While local production has increased over the years, supply remains below demand, prompting food dealers to depend on imports from the region. However, there is also a scarcity of the crop in the region partly due to trade disruption over escalating tensions between Uganda and Rwanda.
Plantation
A tonne of soybean is sold for Rwf600,764, while a tonne of maize goes for Rwf291,279, and according to the East Africa Exchange, 1Kg of soybean costs Rwf540. The East Africa Exchange (EAX) is a regional commodity exchange established to link smallholder farmers to agricultural and financial markets. For instance, in the last three months of 2018, soybean prices shot up by 25 per cent, increasing to $650 per tonne from $520, mainly driven by limited supply according to market sources.
The scarcity of soybean in the region is affecting manufacturers who use it as a raw material, with officials at the Africa Improved Foods saying the company has settled for a reduction in its profits, as they plan to venture into millet-based porridges.
However, the EAX said they have settled on importing soya from outside the country, since soya production in Rwanda is dwindling.
“Soya production is decreasing in the country so we get it from countries like Malawi,” said Diane Mutuyimana from the EAX.
In 2012, Rwanda was the sixth country in Africa with the largest soya plantation at 42,160ha, after Zimbabwe, Malawi, Uganda, South Africa and Nigeria, but this has changed over the years, where most of the soya processed in the country is currently sourced outside.
Mount Meru Soyco Ltd, a cooking oil processor in Kayonza, has been struggling to get soya beans for the plant for years, and has had to sometimes switch off its machines.
Although there has been talk of the government giving farmers’ co-operatives access to a long-term loan facility worth Rwf6 billion to increase soya productivity, this has not yielded any tangible results.
About 9,000 farmers involved in soya production form 200 co-operatives, but their yields seem to be decreasing, yet demand is growing.
Data from the Rwanda Agricultural Board shows that some soya farmers were frustrated due to delayed payment from soybean buyers, hence many opted to grow other crops.
Unfavourable weather conditions experienced in the past few years in Rwanda have affected soya production, especially in the Eastern Province.
Growing soya needs largescale irrigation and mechanisation technologies to counter the dry spells, as dependency on rain has proven not conducive for soya production.
Local farmers’ co-operatives can only manage to supply up to 500 tonnes of soya to Africa Improved Foods, which is not enough.
However, escalating tensions between Rwanda and Uganda have also affected soybean supplies from Uganda, with Africa Improved Foods settling for its other sources like DR Congo, Malawi and Tanzania.
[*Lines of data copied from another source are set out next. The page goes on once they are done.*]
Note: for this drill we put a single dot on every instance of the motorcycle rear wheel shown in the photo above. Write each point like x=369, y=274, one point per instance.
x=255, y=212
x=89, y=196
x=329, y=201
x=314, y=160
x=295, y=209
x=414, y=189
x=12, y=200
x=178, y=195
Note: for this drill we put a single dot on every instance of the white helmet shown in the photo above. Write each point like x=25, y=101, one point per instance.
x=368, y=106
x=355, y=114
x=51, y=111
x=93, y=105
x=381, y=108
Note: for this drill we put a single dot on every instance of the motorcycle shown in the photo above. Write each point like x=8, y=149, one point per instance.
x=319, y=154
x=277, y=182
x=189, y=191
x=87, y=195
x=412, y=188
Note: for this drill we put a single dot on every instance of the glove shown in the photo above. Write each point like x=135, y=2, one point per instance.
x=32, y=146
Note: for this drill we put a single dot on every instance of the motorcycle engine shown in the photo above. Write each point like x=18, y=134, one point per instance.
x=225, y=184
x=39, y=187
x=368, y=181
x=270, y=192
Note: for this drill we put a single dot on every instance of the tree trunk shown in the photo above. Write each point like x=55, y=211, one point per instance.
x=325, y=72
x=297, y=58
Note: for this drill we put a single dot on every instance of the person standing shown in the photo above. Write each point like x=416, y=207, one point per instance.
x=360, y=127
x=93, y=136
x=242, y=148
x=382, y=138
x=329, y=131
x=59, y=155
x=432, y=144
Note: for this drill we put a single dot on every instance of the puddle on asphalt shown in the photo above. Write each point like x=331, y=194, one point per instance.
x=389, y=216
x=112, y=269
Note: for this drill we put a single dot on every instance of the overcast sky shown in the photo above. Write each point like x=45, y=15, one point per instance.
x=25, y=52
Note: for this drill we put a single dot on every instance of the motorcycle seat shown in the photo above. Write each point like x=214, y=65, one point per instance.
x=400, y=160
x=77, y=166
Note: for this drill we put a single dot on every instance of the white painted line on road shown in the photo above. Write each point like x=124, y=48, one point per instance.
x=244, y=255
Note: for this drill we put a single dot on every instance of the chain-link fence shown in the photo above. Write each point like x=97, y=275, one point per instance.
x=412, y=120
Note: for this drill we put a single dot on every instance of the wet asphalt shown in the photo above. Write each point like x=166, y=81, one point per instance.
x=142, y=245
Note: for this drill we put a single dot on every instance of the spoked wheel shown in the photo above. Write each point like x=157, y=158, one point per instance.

The firm plans to go beyond its flagship products of Nootri-toto and Nootrimama porridge formulae, and diversify its product portfolio by including millet-based porridges.
The $61 million plant, which produces highly nutritious foods for local consumption and export, requires 28,000MT of maize and 12,000MT of soybean annually to operate at full capacity.
“Soya has become more expensive which has reduced our profitability, so we have just settled for lower margins” said AIF country manager Prosper Ndayiragije, adding that the price per tonne has increased by up to $100.
Market analysts have partly attributed the hike in regional soybean prices to the trade war between the US and China, as Beijing chose East Africa as one of its alternative soybean sources, after it imposed 25 per cent duty on soybean imports from the US last year.
The move was in retaliation to America’s imposition of punitive tariffs of $34 billion on Chinese goods.